Friday, July 04, 2008

Black skin and patriotism

I've noticed that the most difficult relationships often involve the deepest love. So has Eugene Robinson:

Eugene Robinson
July 4, 2008

...think about the Buffalo Soldiers and the Tuskegee Airmen. Think about Dorie Miller, who, like so many black sailors in the segregated U.S. Navy of the 1940s, was relegated to kitchen duty – until Pearl Harbor, when Miller rushed up to the deck of the sinking battleship West Virginia, carried wounded sailors to safety and then raked Japanese planes with fire from a heavy machine gun until he ran out of ammunition.

Think about Colin Powell – but also think about the Rev. Jeremiah Wright Jr., a former Marine. And consider, as we celebrate Independence Day, how steadfast and complicated black patriotism has always been...

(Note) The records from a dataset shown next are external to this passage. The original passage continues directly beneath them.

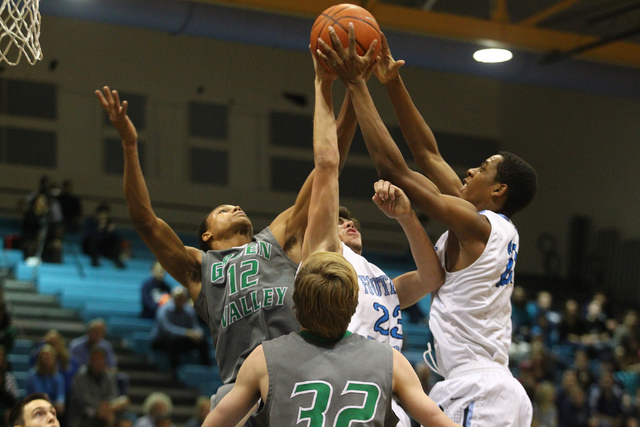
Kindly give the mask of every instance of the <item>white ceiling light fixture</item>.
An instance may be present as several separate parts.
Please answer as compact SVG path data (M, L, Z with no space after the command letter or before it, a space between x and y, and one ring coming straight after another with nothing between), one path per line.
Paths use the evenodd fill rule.
M507 49L480 49L473 54L473 59L478 62L486 62L494 64L497 62L505 62L513 58L513 54Z

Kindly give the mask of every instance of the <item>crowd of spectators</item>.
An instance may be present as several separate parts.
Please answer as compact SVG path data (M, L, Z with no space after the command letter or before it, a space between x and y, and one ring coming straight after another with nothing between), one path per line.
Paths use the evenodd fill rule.
M82 250L91 257L94 267L101 265L102 258L111 260L117 268L125 267L126 241L111 218L111 207L100 203L93 215L83 217L82 200L73 192L71 180L64 180L60 188L43 175L38 188L19 204L22 229L10 246L22 249L25 259L40 257L44 262L61 263L63 239L75 234L81 237Z
M556 309L559 307L559 309ZM613 312L604 293L555 305L512 295L510 368L534 406L534 427L640 425L638 313Z

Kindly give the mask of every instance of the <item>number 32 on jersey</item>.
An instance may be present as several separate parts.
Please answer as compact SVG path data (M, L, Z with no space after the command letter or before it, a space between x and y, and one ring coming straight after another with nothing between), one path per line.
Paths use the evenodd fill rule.
M327 423L326 415L330 405L339 405L340 398L332 399L333 386L326 381L306 381L296 383L293 387L291 398L312 394L311 406L298 409L298 421L300 424L306 421L307 427L349 427L352 422L365 423L374 419L378 401L380 400L380 387L375 383L348 381L340 396L345 394L361 394L361 405L343 406L336 413L335 420ZM335 402L336 400L337 402ZM304 423L302 425L305 425Z

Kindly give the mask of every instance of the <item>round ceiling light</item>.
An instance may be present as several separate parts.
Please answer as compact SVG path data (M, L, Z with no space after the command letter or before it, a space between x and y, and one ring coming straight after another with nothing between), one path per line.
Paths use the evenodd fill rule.
M478 62L496 63L505 62L513 58L511 51L506 49L480 49L473 54L473 59Z

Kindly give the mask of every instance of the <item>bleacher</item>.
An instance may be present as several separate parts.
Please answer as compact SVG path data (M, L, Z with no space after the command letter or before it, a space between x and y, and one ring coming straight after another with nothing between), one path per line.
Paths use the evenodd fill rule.
M0 220L0 232L3 235L18 231L15 230L16 223L13 223L14 228L11 230L7 230L5 225ZM153 321L139 317L140 286L149 277L154 258L133 231L125 231L125 238L131 243L134 255L132 259L125 262L125 269L118 269L107 260L103 260L100 267L93 267L89 257L81 254L77 236L65 239L62 264L28 265L22 259L21 251L5 249L0 253L0 267L9 266L18 282L33 280L35 289L40 294L39 298L51 298L52 301L59 303L59 310L63 311L58 313L64 313L64 310L68 313L77 313L85 324L96 317L104 318L108 325L108 336L112 340L122 343L133 354L144 356L159 371L169 371L168 356L151 348L150 331ZM189 236L181 236L181 238L187 244L195 244L195 239ZM373 262L387 271L390 277L402 274L410 268L400 262L394 263L393 259L385 264L384 257L376 259L374 255L373 258ZM179 286L169 275L166 280L170 286ZM21 297L16 295L14 298ZM33 298L33 296L24 298ZM428 300L421 301L420 304L423 311L428 310ZM46 324L42 325L43 330L49 327ZM403 353L412 363L421 362L427 342L432 340L428 327L404 320L403 329L405 342ZM213 349L209 335L208 340L210 348ZM32 346L33 340L18 340L9 355L12 369L22 389L24 389L26 372L29 368ZM201 394L213 394L221 385L221 381L218 368L215 366L214 350L211 350L211 358L213 366L202 366L198 364L195 351L192 356L186 355L184 358L186 363L180 367L178 379L186 386L197 389ZM135 381L136 377L137 375L132 375L132 381ZM141 389L146 390L144 387Z
M0 219L0 235L18 234L19 221ZM67 340L84 333L86 323L96 317L105 319L108 325L108 337L117 348L125 348L133 356L142 356L159 372L169 371L169 359L163 352L151 349L150 332L153 320L139 317L141 312L140 287L150 275L153 263L151 252L133 231L125 231L125 238L131 243L135 258L125 262L125 269L116 268L113 263L103 260L100 267L93 267L88 256L81 253L79 238L66 238L63 247L63 263L40 263L34 265L23 260L22 251L17 249L0 249L0 268L4 271L5 292L9 293L7 302L12 307L14 324L18 324L21 335L28 338L16 341L12 352L7 356L12 372L18 382L20 393L24 395L25 382L31 366L31 351L34 342L46 330L65 323L75 323L66 334ZM185 238L189 241L189 237ZM193 240L193 239L191 239ZM189 243L193 243L189 241ZM171 287L180 286L173 278L165 280ZM14 293L10 288L30 287L33 293ZM37 291L37 293L36 293ZM40 302L40 303L39 303ZM26 306L23 306L26 304ZM19 310L20 315L16 315ZM47 310L54 310L57 316L55 323L40 320ZM27 319L31 313L39 319ZM65 322L67 315L69 320ZM62 318L60 318L62 316ZM209 344L213 348L211 337ZM132 356L132 357L133 357ZM119 359L121 355L119 355ZM194 392L179 390L167 391L170 395L187 396L183 408L184 416L191 415L191 405L198 394L212 394L221 384L218 369L215 366L215 353L211 352L214 366L199 366L197 354L185 355L185 364L178 375L179 380ZM137 376L132 376L134 393L144 393L148 388L148 375L141 374L141 385L136 385ZM171 378L171 377L169 377ZM169 382L171 382L169 380ZM160 387L154 385L154 389ZM141 396L144 399L146 396ZM141 405L134 405L140 410ZM180 410L180 408L176 408ZM184 417L183 417L184 418Z

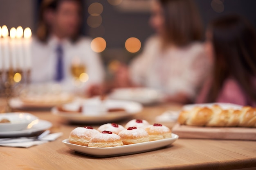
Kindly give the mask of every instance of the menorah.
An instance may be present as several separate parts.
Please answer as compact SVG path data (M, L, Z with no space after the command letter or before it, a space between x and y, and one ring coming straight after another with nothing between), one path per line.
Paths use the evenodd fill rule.
M0 27L0 94L7 100L7 112L11 111L9 100L14 87L30 83L31 70L31 30L18 26L9 34L6 26Z

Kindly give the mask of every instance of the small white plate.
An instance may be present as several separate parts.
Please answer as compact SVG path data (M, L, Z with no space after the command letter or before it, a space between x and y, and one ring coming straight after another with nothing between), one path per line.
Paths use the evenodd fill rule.
M0 137L19 137L33 135L50 128L52 124L46 120L37 119L32 121L24 130L16 131L0 131Z
M113 99L133 101L145 105L160 102L164 98L159 91L143 87L115 89L109 96Z
M0 123L0 131L19 131L26 128L38 118L26 113L6 113L0 114L0 120L6 119L9 122Z
M76 102L73 103L64 105L65 109L68 110L77 110L77 108L81 105L88 104L95 105L98 103L99 99L94 98L88 100L81 100L80 102ZM99 123L120 120L126 118L130 117L141 111L142 106L139 103L136 102L124 101L116 100L106 99L104 100L104 106L107 108L123 108L125 111L117 111L113 112L97 112L88 113L88 114L85 113L77 113L75 111L70 112L59 111L56 107L54 107L52 110L52 113L69 122L76 123ZM85 105L85 107L88 105ZM99 105L100 108L102 106ZM99 111L99 109L98 111ZM92 110L94 111L94 109Z
M70 148L79 153L97 157L105 157L132 154L156 150L171 144L178 138L177 135L172 133L171 138L109 148L92 148L70 144L67 139L63 140L62 142Z
M243 106L229 103L210 103L203 104L195 104L191 105L186 105L183 106L182 109L184 110L190 110L195 106L200 107L211 107L213 105L218 105L223 109L240 109L243 107Z

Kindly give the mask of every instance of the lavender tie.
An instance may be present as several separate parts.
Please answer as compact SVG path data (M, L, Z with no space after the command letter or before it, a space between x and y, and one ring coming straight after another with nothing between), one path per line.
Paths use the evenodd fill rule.
M57 64L55 80L57 81L61 81L64 78L63 48L61 45L58 46L56 51L57 52Z

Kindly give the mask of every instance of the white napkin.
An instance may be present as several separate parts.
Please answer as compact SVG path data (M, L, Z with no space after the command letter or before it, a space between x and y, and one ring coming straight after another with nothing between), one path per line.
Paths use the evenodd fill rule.
M32 139L25 137L13 139L10 138L10 139L4 140L5 143L2 143L2 142L1 142L0 143L0 146L29 148L34 145L39 145L47 143L49 141L53 141L63 135L63 133L62 132L52 133L47 135L47 136L40 139Z

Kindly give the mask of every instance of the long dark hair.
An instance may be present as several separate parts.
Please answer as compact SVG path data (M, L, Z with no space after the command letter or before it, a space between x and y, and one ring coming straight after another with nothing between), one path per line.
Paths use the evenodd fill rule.
M52 10L56 11L60 4L63 2L70 1L77 2L79 6L83 6L83 2L81 0L43 0L41 2L39 10L38 22L37 29L36 30L36 36L41 41L46 42L50 34L51 26L47 23L45 19L45 13L47 10ZM71 37L71 40L73 41L77 40L79 33L74 35Z
M247 96L256 101L252 82L256 76L256 33L251 24L237 15L216 19L209 25L214 52L212 88L208 102L216 101L227 78L235 80Z
M202 24L192 0L159 0L164 11L166 43L179 46L201 40Z

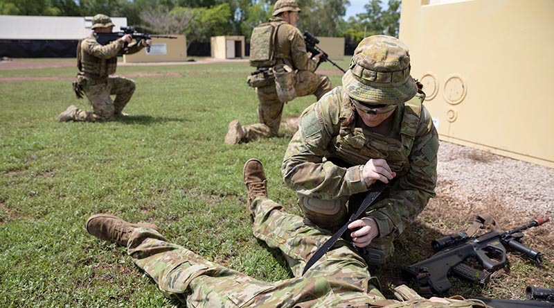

The fact that African-American patriotism is never simple doesn't mean it's in any way halfhearted; to the contrary, complicated relationships tend to be the deepest and strongest. It's a historical fact that black soldiers and sailors who fought overseas in World War II came home to Southern cities where they had to ride in the back of the bus – and that they were angry that the nation for which they had sacrificed would treat them this way. To some whites, I guess, it may seem logical to be suspicious of black patriotism – to believe that anger must somehow temper love of country.